Speech recognition is finding its voice

As workers become more mobile and companies rely more often on good, fast, always-available support to hold customers, services based on speech recognition are starting to come to the rescue. Emerging industry standards are helping to open the market and pave the way for broader adoption, according to industry experts.

Speech recognition makes it practical to do things with a phone that would be too complicated using the 12-digit keypad. In some cases, callers won’t have to work their way through a hierarchy of options by pressing numbers or saying words. Although it’s not at the point where systems can understand everything a caller might say, callers no longer have to use specific words. Voice recognition also can trigger transactions without a live operator. Combined with speech-to-text and text-to-speech technology, it can support even more emerging applications.

Providing a speech-based interface to applications is a good thing for companies to outsource to a carrier, says Mark Plakias, an analyst at Zelos Group. In most cases, access to an application such as ERP by voice is only a small fraction of the use of the application, he says.

“There’s no reason the enterprise should have to go out and buy a telephony platform to do this,” Plakias says.

On the other hand, Marcello Typrin, director of product marketing at speech software vendor Nuance Communications Inc., says companies can save on operating expenses by owning their own equipment, and more are doing so as they become confident in the technology.

Companies and carriers are using speech recognition because it’s getting better, according to analysts. More powerful processors and refined algorithms are at the core of the improvement.

Now, at the application development level, two new specifications that extend current mark-up languages are helping companies and service providers get started.

Voice XML (VXML) is an extension of XML that lets developers for corporations and service providers take advantage of work that already has been done to put applications and information on the Web. Released in Version 1.0 in 2000, it is now in Version 2.0. VXML has opened the voice-based market to new vendors, such as start-up VoiceGenie Technologies Inc., while leading existing vendors to offer alternatives to their proprietary software platforms using VXML interpreter software.

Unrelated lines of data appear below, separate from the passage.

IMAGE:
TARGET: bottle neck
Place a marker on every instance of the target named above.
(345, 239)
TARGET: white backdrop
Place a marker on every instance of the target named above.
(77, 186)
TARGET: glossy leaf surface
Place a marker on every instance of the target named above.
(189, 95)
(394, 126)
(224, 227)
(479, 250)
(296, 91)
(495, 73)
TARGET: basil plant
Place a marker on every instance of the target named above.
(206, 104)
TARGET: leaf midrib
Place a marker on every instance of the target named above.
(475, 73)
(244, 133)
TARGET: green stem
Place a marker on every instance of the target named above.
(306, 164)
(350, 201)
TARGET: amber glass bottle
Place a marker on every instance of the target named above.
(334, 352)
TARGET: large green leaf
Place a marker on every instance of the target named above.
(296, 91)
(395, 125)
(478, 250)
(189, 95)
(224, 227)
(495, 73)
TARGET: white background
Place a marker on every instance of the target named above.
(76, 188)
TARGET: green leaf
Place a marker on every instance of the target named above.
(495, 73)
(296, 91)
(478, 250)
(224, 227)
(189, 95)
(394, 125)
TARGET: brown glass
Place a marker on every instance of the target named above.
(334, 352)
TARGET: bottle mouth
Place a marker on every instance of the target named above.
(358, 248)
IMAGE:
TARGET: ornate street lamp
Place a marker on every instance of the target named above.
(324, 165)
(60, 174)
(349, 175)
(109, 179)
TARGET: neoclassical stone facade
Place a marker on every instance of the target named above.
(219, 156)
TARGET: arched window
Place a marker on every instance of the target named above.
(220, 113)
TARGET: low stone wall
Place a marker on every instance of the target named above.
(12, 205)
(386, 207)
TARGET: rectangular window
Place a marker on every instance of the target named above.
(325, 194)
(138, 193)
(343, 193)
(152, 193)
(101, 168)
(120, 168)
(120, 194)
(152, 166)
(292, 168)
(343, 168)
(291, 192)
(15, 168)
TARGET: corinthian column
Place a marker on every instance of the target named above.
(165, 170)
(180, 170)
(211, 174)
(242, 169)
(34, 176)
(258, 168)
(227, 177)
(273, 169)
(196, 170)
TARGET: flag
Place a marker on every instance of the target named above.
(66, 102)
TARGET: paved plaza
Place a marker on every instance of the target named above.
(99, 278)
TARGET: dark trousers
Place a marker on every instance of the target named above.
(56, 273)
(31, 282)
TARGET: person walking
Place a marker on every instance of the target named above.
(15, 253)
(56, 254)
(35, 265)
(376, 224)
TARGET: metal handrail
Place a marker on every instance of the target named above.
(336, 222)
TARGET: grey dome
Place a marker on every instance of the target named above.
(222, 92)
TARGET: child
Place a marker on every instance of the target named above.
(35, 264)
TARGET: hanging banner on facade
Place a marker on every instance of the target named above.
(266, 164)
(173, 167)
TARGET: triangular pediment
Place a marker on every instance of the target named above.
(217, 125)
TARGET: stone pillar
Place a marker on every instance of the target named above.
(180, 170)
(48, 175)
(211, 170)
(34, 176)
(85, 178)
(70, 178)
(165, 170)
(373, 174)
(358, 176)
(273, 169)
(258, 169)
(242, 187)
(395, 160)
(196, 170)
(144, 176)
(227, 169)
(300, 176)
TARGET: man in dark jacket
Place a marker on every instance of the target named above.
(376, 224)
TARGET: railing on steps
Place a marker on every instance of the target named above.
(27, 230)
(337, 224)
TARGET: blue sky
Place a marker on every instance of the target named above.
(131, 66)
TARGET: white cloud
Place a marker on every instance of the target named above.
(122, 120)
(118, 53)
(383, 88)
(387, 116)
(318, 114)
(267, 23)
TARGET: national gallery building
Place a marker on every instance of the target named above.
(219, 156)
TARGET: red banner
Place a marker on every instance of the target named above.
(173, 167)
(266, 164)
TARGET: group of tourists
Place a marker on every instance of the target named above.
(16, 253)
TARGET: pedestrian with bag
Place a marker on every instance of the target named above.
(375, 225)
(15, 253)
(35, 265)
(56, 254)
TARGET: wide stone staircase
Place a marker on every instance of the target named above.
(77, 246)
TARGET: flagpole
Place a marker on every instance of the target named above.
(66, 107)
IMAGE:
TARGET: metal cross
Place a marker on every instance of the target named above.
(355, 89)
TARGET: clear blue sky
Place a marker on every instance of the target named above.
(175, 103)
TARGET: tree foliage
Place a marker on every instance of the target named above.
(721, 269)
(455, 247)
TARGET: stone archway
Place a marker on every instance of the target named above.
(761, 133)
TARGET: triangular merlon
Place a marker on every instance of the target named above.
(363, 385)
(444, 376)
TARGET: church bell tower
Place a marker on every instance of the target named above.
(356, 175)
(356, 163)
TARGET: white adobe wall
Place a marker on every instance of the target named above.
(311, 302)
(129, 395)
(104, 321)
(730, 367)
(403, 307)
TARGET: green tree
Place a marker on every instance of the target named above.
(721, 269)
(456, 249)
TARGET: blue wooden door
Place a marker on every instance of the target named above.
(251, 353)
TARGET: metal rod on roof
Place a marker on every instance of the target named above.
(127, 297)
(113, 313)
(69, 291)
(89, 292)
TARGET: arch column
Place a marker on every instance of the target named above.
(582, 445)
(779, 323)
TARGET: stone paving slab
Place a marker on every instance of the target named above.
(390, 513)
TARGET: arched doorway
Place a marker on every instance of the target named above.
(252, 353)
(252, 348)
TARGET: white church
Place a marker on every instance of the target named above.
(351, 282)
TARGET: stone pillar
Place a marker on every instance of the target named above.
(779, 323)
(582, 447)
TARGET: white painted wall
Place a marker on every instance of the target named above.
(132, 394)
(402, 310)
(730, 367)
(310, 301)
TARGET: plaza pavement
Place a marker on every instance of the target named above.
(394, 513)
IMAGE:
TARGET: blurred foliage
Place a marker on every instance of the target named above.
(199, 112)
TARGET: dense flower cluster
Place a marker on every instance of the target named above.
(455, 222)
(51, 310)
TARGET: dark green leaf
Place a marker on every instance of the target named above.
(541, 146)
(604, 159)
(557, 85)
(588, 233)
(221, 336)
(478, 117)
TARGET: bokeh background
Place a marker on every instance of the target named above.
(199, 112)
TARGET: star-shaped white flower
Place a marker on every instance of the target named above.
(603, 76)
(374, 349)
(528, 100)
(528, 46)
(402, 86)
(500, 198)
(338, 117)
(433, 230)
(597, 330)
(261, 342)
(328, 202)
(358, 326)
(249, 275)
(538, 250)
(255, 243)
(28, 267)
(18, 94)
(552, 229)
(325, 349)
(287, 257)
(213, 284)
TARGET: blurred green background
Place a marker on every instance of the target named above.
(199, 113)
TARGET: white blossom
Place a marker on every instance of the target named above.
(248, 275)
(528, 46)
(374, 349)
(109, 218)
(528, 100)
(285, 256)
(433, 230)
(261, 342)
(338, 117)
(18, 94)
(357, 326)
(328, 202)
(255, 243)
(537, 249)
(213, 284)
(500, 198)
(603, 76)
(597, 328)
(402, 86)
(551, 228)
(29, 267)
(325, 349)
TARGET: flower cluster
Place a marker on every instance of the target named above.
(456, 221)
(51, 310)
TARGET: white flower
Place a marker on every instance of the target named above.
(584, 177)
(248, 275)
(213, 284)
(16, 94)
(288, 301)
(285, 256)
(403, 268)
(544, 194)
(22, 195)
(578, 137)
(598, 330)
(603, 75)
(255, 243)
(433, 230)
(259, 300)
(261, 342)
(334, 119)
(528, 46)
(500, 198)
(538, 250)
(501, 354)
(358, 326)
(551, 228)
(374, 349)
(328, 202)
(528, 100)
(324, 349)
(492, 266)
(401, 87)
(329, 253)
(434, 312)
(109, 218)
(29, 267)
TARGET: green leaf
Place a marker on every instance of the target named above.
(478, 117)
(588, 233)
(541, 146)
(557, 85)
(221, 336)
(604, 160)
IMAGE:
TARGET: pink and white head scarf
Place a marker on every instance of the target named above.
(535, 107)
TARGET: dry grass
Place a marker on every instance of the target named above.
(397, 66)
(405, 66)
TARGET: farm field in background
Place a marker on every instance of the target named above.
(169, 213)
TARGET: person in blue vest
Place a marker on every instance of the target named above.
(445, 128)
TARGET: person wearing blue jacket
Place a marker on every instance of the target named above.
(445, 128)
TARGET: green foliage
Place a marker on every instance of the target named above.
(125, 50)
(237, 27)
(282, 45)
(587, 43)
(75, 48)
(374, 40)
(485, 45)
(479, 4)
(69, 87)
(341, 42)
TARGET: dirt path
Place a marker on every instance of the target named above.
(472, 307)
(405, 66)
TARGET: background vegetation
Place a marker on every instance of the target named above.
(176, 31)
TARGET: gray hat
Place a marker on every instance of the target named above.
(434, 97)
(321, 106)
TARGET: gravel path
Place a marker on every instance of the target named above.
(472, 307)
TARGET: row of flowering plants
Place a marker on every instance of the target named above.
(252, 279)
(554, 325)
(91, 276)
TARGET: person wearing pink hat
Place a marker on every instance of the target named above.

Meanwhile, the Speech Application Language Tags (SALT) standard, backed by Cisco Systems Inc., Intel Corp. and Microsoft Corp., also is coming on the scene. The platform is based on extensions of scripting languages, including HTML and XML. Microsoft released the first beta of its SALT-based Speech Server in July, but it is marketing the platform directly to corporations and not to service providers.

Analysts and industry participants are optimistic that VXML and SALT, both of which have been submitted to the World Wide Web Consortium, won’t develop the type of rivalry between them that has stymied development in other areas. The two specifications are heading toward becoming one and might merge by the end of next year, according to Plakias.